Launching any new academic class is a challenge. After completing all the rigorous academic administrative regulations and supervision, we worked with Kansas Athletics to communicate this new requirement to their student athletes and align with NCAA requirements. While the classes will be open to all students, student athletes are required to enroll annually. Finally, we are getting out of the locker room and engaging with student-athletes in the classroom for prevention—throughout a four year academic career, student-athletes will now receive 45 hours of direct education on gender-based violence prevention.

The Gender Based Violence Prevention Seminar launches in the fall of 2018. Only time and Internal Review Board approved research will tell if this model is a promising practice for gender based violence prevention—but regardless of the results, the implementation of such a comprehensive policy and procedure shift in a D-1 athletics program is both ground breaking and inspiring.
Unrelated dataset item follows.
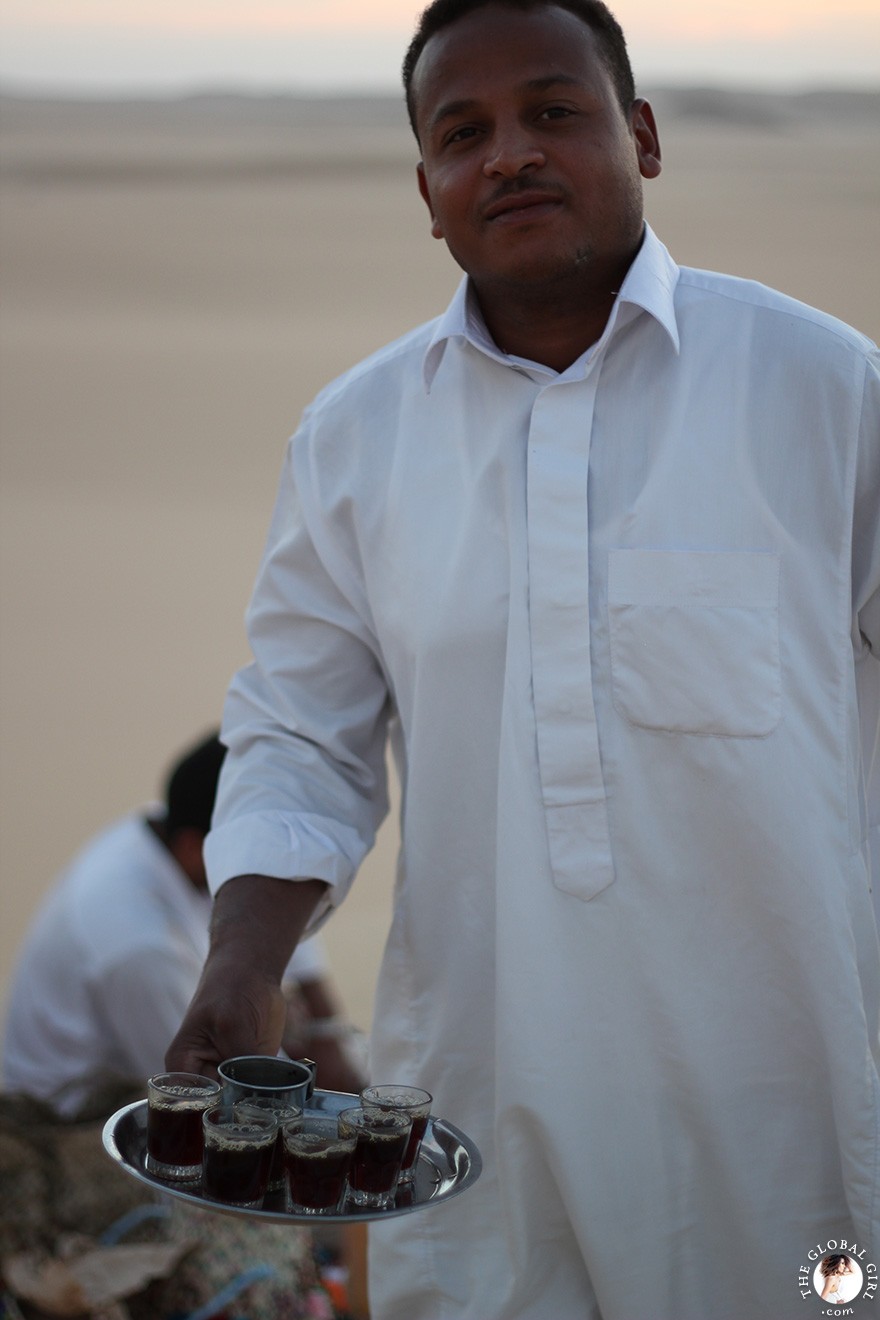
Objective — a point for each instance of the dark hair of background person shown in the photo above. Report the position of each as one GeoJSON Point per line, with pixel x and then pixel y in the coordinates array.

Our students athletes have always deserved more than 10 to 20 minutes—and at the University of Kansas, we are putting our commitment to prevention into practice. I always tell my prevention team that it’s a beautiful day to change the world. Through these types of collaborations, every day is a beautiful day.

About

Jen Brockman is the Director of the Sexual Assault Prevention and Education Center at the University of Kansas. She has worked in the field of victim advocacy and gender based violence prevention since 2001 in three different states at community programs, flagship institutes and state coalitions, including her time as the Sex Crimes Investigation Trainer for the Arkansas Coalition Against Sexual Assault. She is a certified Law Enforcement Trainer in Sexual Violence and Domestic Violence and the recipient of the National Sexual Violence Resource Center’s Visionary Voice Award and the Arkansas Attorney General’s Crime Victim Advocate of the Year Award. Jen received a Bachelor of Arts from Drury University in Criminology and Sociology and a Masters of Arts in Organizational Leadership from Gonzaga University.